To ensure that the resulting SAM and/or BAM files of aDNA sequences are processed appropriately, we developed an improved duplicate removal method called DeDup, which is integrated in the pipeline, too. As aDNA samples often show very low amounts of endogenous DNA, enrichment and amplification methods are often used to increase the number of DNA reads retrieved from the given DNA fragments [2, 3]. Unfortunately, these methods increase the number of sequencing duplicates stemming from the same fragments. Since the coverage of specific genomic loci is important for downstream analysis, the statistics of the respective loci, such as duplicates, can convey a false-positive trust in a specific region that might only result from a high number of duplicate entries. This is undesired, and therefore in silico methods are utilized to remove duplicated sequencing reads. Several methods to achieve this have been proposed, with the most prominently used being rmdup in SAMtools [5]. This method works well on regular paired-end sequencing data, where the 3 end of the forward reads and 5 end of the reverse reads are known. Since rmdup only considers the 5 positions of the respective reads, the assumption regarding equal 3 ends fails for merged paired-end reads, where the 3 end is not known in advance. Thus, the method may also remove reads that stem from different fragments. To compensate for this, the DeDup method has been implemented following a principle described by Green et al. [9], which considers both the 5 and the 3 positions of the respective reads and thus, keeps merged reads that have different lengths (see Fig. 3). When two reads are mapped to the same start and end positions, the read with the higher sum of base qualities is kept, whereas the read with the inferior sum of base qualities is discarded accordingly. For unmerged reads, the method performs the same duplicate removal procedure as the SAMtools rmdup method for single-end reads. DeDup has been optimized to work correctly on single-end data as well as (partially) merged paired-end data with negative insert sizes or collapsed reads. For paired-end data with positive insert sizes, as for typical modern data, the EAGER pipeline features the MarkDuplicates method from the Picard toolkit to enable paired-end de-duplication for non-merged data, too. Finally, the method QualiMap [28], which reviews the overall mapping results, has been made accessible in the pipeline.

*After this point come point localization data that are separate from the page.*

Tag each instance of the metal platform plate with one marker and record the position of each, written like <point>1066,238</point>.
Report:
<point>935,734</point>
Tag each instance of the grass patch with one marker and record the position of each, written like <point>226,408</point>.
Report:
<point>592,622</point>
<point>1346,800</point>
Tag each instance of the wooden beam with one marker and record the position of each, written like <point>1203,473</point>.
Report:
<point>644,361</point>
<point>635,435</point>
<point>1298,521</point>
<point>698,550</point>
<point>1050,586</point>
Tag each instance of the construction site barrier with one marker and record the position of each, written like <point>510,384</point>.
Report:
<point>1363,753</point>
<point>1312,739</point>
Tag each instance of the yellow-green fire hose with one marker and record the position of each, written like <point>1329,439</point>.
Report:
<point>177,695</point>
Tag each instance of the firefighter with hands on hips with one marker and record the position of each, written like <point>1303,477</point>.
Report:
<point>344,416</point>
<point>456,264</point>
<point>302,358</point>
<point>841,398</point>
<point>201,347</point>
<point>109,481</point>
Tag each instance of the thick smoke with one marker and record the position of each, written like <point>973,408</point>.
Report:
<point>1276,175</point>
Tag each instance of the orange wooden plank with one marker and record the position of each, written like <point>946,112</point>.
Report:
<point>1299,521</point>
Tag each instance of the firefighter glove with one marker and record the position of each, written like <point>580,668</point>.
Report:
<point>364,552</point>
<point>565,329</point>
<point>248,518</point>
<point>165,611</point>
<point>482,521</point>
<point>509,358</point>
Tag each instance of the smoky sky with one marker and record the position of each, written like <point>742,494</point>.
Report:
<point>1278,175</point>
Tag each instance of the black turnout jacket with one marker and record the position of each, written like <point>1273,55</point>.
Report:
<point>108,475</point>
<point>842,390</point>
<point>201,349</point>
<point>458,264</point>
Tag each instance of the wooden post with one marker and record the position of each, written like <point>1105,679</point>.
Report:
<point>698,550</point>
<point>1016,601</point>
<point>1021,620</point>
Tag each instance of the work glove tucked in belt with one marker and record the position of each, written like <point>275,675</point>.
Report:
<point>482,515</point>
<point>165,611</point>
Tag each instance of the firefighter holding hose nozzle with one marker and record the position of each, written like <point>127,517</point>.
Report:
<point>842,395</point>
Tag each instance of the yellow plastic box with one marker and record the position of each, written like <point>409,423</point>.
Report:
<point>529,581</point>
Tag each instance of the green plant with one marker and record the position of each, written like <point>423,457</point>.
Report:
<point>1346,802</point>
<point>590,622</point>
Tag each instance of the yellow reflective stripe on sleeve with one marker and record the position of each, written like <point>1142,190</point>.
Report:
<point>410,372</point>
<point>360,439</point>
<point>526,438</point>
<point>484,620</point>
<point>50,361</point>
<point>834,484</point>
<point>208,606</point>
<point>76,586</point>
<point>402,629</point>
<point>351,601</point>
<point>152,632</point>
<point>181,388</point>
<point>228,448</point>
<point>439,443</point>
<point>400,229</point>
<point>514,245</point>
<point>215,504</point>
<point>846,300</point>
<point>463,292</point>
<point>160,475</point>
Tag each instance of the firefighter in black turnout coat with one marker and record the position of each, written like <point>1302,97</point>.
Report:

An important step during aDNA analysis is authentication. This can be addressed by damage pattern analysis and fragment length calculation. In EAGER, we have, therefore, integrated mapDamage [13] for an automated damage pattern analysis to authenticate ancient samples. Furthermore, the mapping module contains the Preseq tool [14] to determine the complexity of the sequencing library. To enable researchers to perform contamination estimation on aDNA data, which is a crucial step for assessing whether data has been contaminated with DNA from foreign sources, we also integrated the recently published method schmutzi [15] into the EAGER pipeline. Schmutzi estimates contamination based on a maximum likelihood approach using deamination patterns and fragment lengths typical for aDNA. In addition, schmutzi can be used to compute an improved endogenous human mitochondrial genome sequence by taking the estimated contamination into account.

Genotyping

The pipeline can be used to perform a full genotyping of a given sample using GATK [6], including both available genotypers (the UnifiedGenotyper and the HaplotypeCaller) in GATK along with the GATK variant filtration method to perform downstream analysis of called variants inside the pipeline. Within EAGER, the GATK Best Practice’s Guidelines are followed [29], including IndelRealignment but excluding the Base Score Recalibration procedures. As Base Score Recalibration requires some reference VCF file to perform the recalibration properly, which rarely exists for the application on ancient genomes and applications that involve species other than humans, we excluded the method, as it could hinder the detection of potentially ancient variants that are not present in modern populations when used in aDNA projects. Furthermore, since modern sequencing machines produce very reliable base quality scores, we decided to remove the Base Score Recalibration step from the EAGER pipeline.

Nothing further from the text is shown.